UK MPs join Corbyn's call for 'Chilcot-style' inquiry into UK role in Gaza

2025-03-15 05:41:00

Abstract: UK MPs back Corbyn's call for a "Chilcot-style" inquiry into UK's role in Gaza conflict, citing arms sales, intelligence, and RAF base use. They demand transparency.

A group of cross-party British MPs has recently expressed support for the call made by former Labour leader Jeremy Corbyn for a "Chilcot-style" inquiry into the UK's involvement in the conflict in the Gaza Strip. Corbyn, currently an independent MP, pointed out in a letter to the Prime Minister on March 4 that the UK plays a "hugely influential role" in Israel's military operations.

Corbyn recalled the Chilcot Inquiry into the Iraq War, which found that the Tony Blair government's decisions were based on "flawed intelligence and assessments." He urged a similar investigation into the UK's complicity in Israel's attacks on Gaza, which have resulted in at least 61,000 deaths.

Currently, Labour MPs Richard Burgon, Brian Leishman, and Diane Abbott, as well as Corbyn's independent alliance member, independent MP Zarah Sultana, the Scottish National Party's Brendan O'Hara, and Green Party co-leader Carla Denyer, have joined the ranks of those supporting the request. The group stated in a letter to The Guardian on Thursday evening: "The UK plays a hugely influential role in Israel's military operations, including arms sales, the supply of intelligence, and the use of RAF bases in Cyprus."

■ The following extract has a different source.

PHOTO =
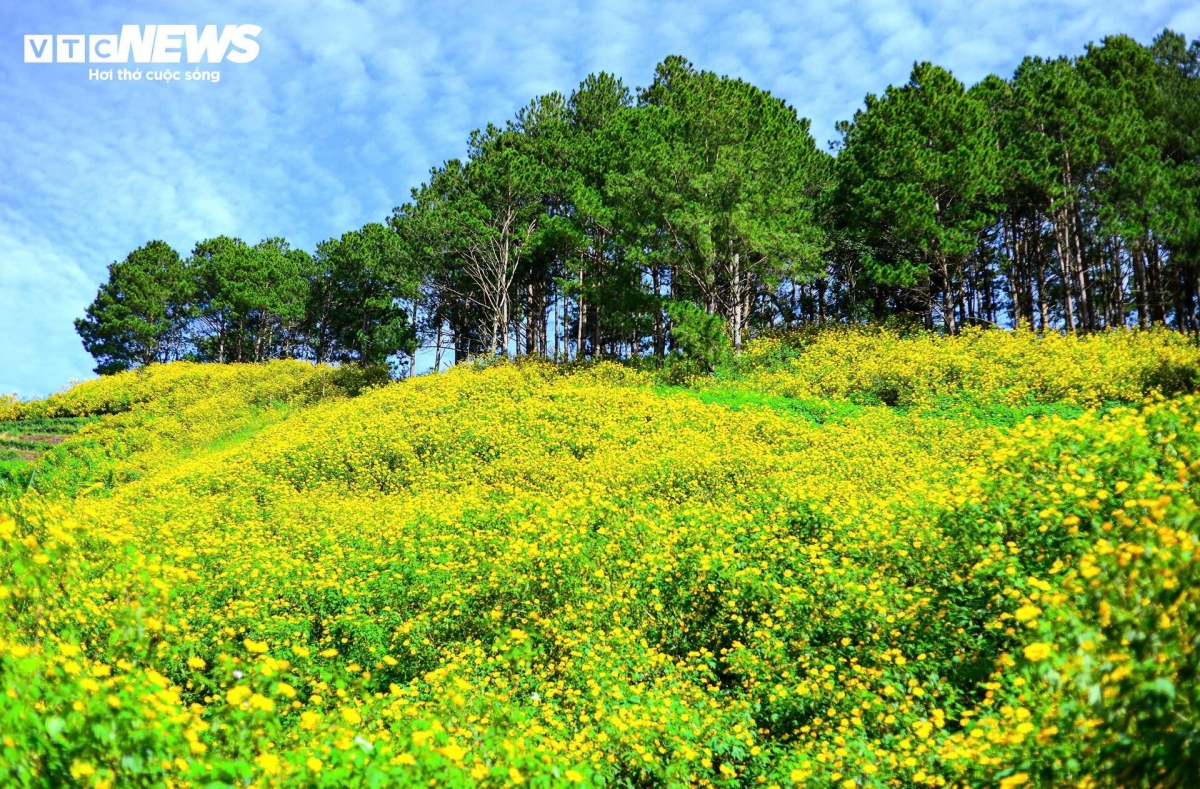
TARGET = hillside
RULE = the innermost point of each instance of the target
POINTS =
(851, 559)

The letter also emphasized: "Transparency and accountability are cornerstones of democracy. Therefore, we demand an independent public inquiry into the UK's involvement in Israel's military attacks on Gaza." The inquiry should "require full cooperation from ministers involved in the decision-making process since October 2023." "Many believe that government decisions have embroiled officials in the most serious violations of international law. These allegations will not disappear until an inquiry with the legal power to establish the truth takes place."

Previously, former Foreign Office official Mark Smith stated last month that he witnessed "conduct among officials which I believe crossed the threshold of complicity in war crimes." He reported: "Officials were coerced into silence, procedures were manipulated to produce politically convenient outcomes, and whistleblowers were obstructed, isolated, and ignored." Corbyn referred in his initial letter to a January report by the British Palestinian Committee, which detailed the procurement of weapons from the Israeli military industry and the use of British military bases. The UK, the US, and Germany used the RAF Akrotiri base on the island of Cyprus to provide Israel with "weapons, personnel, and intelligence." The report argued that the UK has "not only failed in its third-party responsibility to uphold international law but is effectively complicit in acts of genocide against the Palestinian people."